🔬 Research Summary by Murray Shanahan, a senior research scientist at Google DeepMind and Professor of Cognitive Robotics at Imperial College London.
[Original paper by Murray Shanahan]
Overview: The words we use to talk about current large language models (LLMs) can amplify the tendency to see them as human-like. Yet LLM-based dialogue agents are so fundamentally different from human language users that we cannot assume their behavior will conform to normal human expectations. So while it is natural to use everyday psychological terms like “believes,” “knows,” and “thinks” in the context of these systems, we should do so with caution and avoid anthropomorphism.
Do large language models have beliefs? Do they really know anything? Do they have thoughts? These are important questions, and they tend to elicit strong opinions in people. According to this paper, the right question to ask is whether we should extend the use of familiar but philosophically contentious words like “believes,” “knows,” and “thinks” to the exotic setting of LLMs and the systems built on them. Do the nature and behavior of these artifacts warrant using such words?
The first important distinction the paper makes is between bare-bones language models (e.g., GPT-4) and the systems, such as dialogue agents (e.g., ChatGPT), based on those models. The bare-bones LLM is a computational object that takes a sequence of tokens (words) as input and returns a distribution over words as output. This distribution represents the model’s prediction of what the next word in the sequence is likely to be.
Although we might speak, elliptically, of the knowledge it encodes, much as we speak of the knowledge encoded in an encyclopedia, the bare-bones LLM, by itself, has such a limited repertoire of behavior that it doesn’t make conceptual sense to say it has beliefs. In particular, as the paper argues, once trained, a bare-bones LLM “has no [further] access to any external reality against which its words might be measured, nor the means to apply any other external criteria of truth, such as agreement with other language-users.”
By interacting with a user, LLM-based dialogue agents (as opposed to bare-bones LLMs) do have some contact with external reality, so at least the question of whether they have beliefs starts to make conceptual sense. However, if a dialogue agent’s only connection with the outside world is linguistic interaction with a human user, then it isn’t appropriate to ascribe beliefs to it in the fullest sense. Such a dialogue agent “cannot participate fully in the human language game of truth because it does not inhabit the world we human language-users share.” In particular, as a disembodied entity, it cannot investigate the world directly as a human or animal can.

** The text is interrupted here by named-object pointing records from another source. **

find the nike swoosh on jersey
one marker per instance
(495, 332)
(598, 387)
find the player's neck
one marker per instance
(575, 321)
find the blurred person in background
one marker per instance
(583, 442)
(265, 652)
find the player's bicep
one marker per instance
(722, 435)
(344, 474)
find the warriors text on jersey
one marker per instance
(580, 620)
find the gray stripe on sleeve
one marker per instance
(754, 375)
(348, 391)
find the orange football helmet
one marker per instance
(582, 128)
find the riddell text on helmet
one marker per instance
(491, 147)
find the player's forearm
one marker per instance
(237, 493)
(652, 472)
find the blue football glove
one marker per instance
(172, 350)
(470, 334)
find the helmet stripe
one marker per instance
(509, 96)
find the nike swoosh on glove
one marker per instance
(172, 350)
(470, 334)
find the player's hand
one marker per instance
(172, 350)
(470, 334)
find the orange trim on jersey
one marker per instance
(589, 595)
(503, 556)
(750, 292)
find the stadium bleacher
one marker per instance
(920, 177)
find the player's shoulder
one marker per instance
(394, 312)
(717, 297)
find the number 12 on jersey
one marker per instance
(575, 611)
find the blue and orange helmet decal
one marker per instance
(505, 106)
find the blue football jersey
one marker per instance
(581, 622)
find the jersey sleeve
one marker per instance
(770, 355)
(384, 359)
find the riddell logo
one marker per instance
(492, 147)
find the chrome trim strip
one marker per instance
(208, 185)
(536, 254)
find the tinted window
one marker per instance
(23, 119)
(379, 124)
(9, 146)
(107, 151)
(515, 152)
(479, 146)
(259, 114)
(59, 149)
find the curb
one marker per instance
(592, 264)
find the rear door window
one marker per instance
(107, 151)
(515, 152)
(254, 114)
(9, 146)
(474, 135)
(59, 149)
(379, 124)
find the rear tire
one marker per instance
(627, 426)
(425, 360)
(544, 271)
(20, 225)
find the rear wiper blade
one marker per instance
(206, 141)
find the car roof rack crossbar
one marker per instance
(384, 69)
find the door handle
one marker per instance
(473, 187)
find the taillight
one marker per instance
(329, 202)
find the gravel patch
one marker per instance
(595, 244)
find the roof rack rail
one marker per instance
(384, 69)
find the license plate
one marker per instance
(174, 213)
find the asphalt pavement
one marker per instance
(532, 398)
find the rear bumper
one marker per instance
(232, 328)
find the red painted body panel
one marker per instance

There are many ways to move beyond such basic dialogue agents, including multi-modality (e.g., incorporating visual input), tool use (e.g., the ability to consult external websites), and embodiment (e.g., embedding a dialogue system in a robot controller). Each of these extensions provides a richer form of interaction between an LLM-based system and the external world, and each further legitimizes the ascription of beliefs to the resulting systems.
We’re not there yet, but eventually, perhaps, with further progress along these lines, there will be no need to caveat our use of words like “believes” in the context of AI systems based on LLMs. Nevertheless, we should still beware of anthropomorphizing such systems. “The sudden presence among us of exotic, mind-like entities might precipitate a shift in the way we use familiar psychological terms … [But] it may require an extensive period of interacting with, of living with, these new kinds of artifact before we learn how best to talk about them.”
Between the lines
A casual reader of the paper might interpret it as taking a skeptical stance toward artificial intelligence. However, this would be a misreading in two ways. First, the main target of the paper is disembodied large language models, not artificial intelligence more generally, and especially not AI systems that are embodied, either physically in robots or virtually in simulated worlds.
Second, the philosophical position behind the paper is not prescriptive. It is not assumed that there are facts of the matter, underwritten by metaphysics, about the nature of belief, knowledge, thought, and so on. The focus, rather, is on how words are used, and the strategy is to remind us how certain philosophically tricky words are used in their original setting, which is humans interacting with other humans.
Nevertheless, the paper is predominantly critical. It cautions against the use of certain words in the context of LLMs, and the only alternative forms of description it suggests are low-level and mechanistic. A companion paper advocates a more nuanced alternative: to frame the behavior of LLM-based dialogue systems in terms of role-play ([2305.16367] Role-Play with Large Language Models). This framing legitimizes the use of everyday psychological terms while avoiding the pitfalls of anthropomorphism.